Joaquin ‘El Chapo’ Guzman, the recently imprisoned Mexican drug lord who was considered the “most powerful drug trafficker in the world,” and has killed thousands, banked in the millions, and escaped prison twice, is now desperate to keep his reign by launching a Public Relation’s campaign to keep his name in the media. It’s situations like these that make me think, don’t we have the right to downright tell a client, “hell no.”
Lately, the mother of his children Emma Coronel, has given unprecedented interviews and shed light to apparent health concerns Guzman might be facing because of the conditions he’s enduring while in prison.

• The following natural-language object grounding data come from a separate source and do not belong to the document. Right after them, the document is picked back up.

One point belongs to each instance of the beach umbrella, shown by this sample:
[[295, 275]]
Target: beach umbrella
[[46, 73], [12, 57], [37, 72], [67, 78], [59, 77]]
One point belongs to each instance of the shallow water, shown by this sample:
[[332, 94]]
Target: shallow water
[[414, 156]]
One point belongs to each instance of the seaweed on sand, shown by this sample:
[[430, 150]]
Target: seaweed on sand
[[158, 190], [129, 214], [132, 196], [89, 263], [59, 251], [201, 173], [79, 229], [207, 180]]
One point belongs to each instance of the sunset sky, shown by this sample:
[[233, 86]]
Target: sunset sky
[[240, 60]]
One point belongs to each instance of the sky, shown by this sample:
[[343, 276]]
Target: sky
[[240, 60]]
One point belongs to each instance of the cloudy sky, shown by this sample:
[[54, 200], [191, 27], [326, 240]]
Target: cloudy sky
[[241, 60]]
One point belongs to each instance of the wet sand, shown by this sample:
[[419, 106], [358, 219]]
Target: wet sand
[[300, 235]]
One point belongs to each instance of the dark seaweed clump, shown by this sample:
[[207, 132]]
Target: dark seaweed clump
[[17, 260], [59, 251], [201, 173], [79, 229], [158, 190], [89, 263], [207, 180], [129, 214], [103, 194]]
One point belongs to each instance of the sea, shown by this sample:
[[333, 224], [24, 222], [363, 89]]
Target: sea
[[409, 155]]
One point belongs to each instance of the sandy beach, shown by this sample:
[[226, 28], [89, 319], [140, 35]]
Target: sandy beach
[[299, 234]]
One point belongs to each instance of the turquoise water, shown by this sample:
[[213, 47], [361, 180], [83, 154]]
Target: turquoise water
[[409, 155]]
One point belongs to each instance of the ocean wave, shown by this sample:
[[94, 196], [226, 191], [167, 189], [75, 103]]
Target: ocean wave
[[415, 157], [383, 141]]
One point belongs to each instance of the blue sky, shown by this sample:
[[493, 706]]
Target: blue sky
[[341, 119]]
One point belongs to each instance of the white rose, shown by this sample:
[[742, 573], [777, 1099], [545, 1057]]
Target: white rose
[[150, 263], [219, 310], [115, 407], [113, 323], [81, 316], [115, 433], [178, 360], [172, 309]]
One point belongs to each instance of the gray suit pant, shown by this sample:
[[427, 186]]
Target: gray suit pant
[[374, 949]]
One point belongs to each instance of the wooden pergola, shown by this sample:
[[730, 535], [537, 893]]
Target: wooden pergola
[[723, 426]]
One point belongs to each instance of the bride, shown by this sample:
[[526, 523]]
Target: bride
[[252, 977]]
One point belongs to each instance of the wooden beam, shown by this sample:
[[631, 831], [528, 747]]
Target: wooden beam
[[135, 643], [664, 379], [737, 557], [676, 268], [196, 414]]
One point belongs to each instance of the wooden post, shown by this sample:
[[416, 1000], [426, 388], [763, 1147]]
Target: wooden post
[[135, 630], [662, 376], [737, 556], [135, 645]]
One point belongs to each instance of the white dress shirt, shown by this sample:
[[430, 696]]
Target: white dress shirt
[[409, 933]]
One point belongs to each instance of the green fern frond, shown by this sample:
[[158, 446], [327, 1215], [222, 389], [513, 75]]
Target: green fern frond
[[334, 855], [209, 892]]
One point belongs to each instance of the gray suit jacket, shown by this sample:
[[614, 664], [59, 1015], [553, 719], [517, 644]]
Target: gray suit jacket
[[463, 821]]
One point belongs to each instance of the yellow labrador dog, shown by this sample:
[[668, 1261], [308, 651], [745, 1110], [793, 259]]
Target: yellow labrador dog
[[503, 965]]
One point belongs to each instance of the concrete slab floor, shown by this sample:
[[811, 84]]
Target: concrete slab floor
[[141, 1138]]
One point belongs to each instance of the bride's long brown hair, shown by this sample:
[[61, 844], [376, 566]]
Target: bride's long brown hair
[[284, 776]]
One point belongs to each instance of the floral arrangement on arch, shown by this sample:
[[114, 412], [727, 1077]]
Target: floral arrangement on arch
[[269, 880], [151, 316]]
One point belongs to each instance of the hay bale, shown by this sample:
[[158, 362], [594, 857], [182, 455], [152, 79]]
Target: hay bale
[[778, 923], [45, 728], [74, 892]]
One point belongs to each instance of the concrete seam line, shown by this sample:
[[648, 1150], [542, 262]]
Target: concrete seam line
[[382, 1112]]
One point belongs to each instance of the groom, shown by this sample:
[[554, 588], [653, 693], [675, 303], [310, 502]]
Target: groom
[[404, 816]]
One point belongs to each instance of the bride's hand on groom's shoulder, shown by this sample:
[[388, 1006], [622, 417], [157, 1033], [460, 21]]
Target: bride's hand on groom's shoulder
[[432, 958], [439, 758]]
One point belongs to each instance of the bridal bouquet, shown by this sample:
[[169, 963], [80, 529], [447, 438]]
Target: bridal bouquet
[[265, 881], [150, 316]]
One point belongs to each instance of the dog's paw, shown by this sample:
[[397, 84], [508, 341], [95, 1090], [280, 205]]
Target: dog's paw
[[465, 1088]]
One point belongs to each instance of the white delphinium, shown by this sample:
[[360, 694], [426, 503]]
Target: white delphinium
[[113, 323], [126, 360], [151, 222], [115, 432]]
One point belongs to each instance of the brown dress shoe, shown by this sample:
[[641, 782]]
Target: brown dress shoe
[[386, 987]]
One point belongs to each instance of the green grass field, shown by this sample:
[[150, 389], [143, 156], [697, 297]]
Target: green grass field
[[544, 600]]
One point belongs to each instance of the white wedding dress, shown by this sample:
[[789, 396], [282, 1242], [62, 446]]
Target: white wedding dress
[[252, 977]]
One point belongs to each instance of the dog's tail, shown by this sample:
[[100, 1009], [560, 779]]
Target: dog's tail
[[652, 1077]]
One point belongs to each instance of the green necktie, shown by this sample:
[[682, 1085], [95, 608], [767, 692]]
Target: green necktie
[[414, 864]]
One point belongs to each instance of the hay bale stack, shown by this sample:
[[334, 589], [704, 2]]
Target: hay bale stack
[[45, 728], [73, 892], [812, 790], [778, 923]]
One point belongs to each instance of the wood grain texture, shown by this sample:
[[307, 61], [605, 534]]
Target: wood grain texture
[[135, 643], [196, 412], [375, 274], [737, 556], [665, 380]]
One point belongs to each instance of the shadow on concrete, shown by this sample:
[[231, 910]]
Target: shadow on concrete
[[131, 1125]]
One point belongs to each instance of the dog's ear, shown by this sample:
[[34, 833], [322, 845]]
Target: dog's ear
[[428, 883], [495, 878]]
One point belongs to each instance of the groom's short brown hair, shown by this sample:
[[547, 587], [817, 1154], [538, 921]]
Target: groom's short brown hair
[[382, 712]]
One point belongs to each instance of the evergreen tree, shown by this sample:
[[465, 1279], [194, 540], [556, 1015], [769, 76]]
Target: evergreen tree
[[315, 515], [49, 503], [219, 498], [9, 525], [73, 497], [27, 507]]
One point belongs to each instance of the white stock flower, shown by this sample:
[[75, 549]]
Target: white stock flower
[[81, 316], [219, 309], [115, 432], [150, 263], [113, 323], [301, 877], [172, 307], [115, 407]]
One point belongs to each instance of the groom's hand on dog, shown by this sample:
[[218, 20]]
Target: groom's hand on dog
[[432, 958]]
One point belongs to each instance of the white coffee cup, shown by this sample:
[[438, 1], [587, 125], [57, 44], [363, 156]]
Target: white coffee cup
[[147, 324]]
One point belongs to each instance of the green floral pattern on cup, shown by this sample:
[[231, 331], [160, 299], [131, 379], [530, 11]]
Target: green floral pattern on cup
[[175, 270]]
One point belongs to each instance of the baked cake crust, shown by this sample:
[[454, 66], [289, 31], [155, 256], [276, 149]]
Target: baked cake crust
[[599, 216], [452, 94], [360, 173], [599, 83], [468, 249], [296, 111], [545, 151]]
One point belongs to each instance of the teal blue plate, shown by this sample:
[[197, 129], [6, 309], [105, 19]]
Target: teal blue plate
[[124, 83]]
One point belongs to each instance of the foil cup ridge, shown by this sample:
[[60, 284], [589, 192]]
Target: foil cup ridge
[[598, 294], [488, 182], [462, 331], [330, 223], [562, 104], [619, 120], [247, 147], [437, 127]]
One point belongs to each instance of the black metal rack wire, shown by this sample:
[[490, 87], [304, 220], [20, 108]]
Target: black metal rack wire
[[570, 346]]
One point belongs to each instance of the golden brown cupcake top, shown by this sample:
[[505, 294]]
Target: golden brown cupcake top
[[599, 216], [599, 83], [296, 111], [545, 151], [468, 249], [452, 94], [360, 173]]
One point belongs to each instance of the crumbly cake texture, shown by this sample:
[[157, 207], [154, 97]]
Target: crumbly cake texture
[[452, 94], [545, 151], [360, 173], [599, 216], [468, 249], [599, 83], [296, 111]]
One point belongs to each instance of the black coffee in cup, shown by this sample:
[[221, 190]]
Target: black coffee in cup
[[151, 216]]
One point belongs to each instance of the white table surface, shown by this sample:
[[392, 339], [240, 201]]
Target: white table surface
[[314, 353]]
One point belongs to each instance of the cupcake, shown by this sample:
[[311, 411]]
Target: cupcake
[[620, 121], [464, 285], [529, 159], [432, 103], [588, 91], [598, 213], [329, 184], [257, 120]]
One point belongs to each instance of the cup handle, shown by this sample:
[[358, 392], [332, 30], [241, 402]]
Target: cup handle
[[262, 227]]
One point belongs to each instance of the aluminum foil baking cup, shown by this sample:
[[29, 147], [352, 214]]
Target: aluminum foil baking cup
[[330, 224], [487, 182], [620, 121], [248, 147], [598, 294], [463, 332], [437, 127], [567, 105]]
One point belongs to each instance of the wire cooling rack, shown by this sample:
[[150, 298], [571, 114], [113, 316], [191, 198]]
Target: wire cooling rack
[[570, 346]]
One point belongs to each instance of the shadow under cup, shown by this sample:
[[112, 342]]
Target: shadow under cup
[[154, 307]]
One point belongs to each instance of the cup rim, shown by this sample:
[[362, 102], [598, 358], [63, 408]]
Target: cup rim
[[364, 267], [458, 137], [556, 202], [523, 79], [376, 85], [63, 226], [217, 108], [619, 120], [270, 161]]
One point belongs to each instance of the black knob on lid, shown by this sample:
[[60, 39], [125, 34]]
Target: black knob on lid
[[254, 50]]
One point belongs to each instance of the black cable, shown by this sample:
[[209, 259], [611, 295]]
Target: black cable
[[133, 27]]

One of Guzman’s sisters, has claimed to be “very worried” outside the prison where his “PR” team has set up one of their shops to spread the message that Guzman would like to be extradited to the United States as soon as possible, with talk of encouraging a hunger strike from supporting Mexicans.
“Let’s see: eye candy in the news, kids to pull at your heartstrings, concerns over an older man’s health. Sounds like PR 101,” Shawn Paul Wood said in his PR Newser article.
There was an article titled, “‘El Chapo’: A Master Of Social Media” by 5WPR, that recognized the drug lord’s personal use and advantage of “citizen journalism,” and getting a message out through unconventional means. Actor Sean Pean got a story published in the Rolling Stones by interviewing Guzman not too long after his escape from prison in 2015, which has been condemned by many in the public. That interview left me perplexed with jumbled contrasting thoughts concerning what can be determined as good journalism while simultaneously defining good ethics?
“Political and legal ramifications aside, the episode raises a few key questions for PR pros to consider. We’re not going to try and figure out Guzman’s motivation for the secret meeting—which may doom him to a life in prison—but he was able to demonstrate that if you have a message you want to distribute to the world you don’t necessarily need the New York Times, ABC News or Reuters as a media conduit.” – Cary Labowitz from 5WPR
At first, the drug lord was his own PR. But now, like most stories in the news come and go as quick as they came, his name has not appeared everywhere since his last escape. While on the run, ‘El Chapo’ had the interview with Sean Pean, attempted to get movie deals, but now since he’s been caught and spending his time in prison, despite the openness of communication with friends and family, he demands more.
This drug lord, who has seen benefits of launching a Public Relation’s campaign, leaves me with a couple of thoughts as an aspiring strategic communicator. One, like lawyers who represent people very seemingly guilty, there are times a PR Manager will have to do the same; despite the inhumanity in their client. Secondly, the value of Public Relation’s all together. Even the worlds’ once titled “Public Enemy Number One” recognizes the power through creating a relationship with the public that could benefit his image and his name. I think ‘El Chapo’ has acknowledged his reign has come to a close, but by building his brand through methods of strategic communications, he foresees his legacy living on. Not only the support, but attention, from the public and the media can be a very powerful thing; who’d have thought the most powerful truck trafficker in the world would be able to recognize that.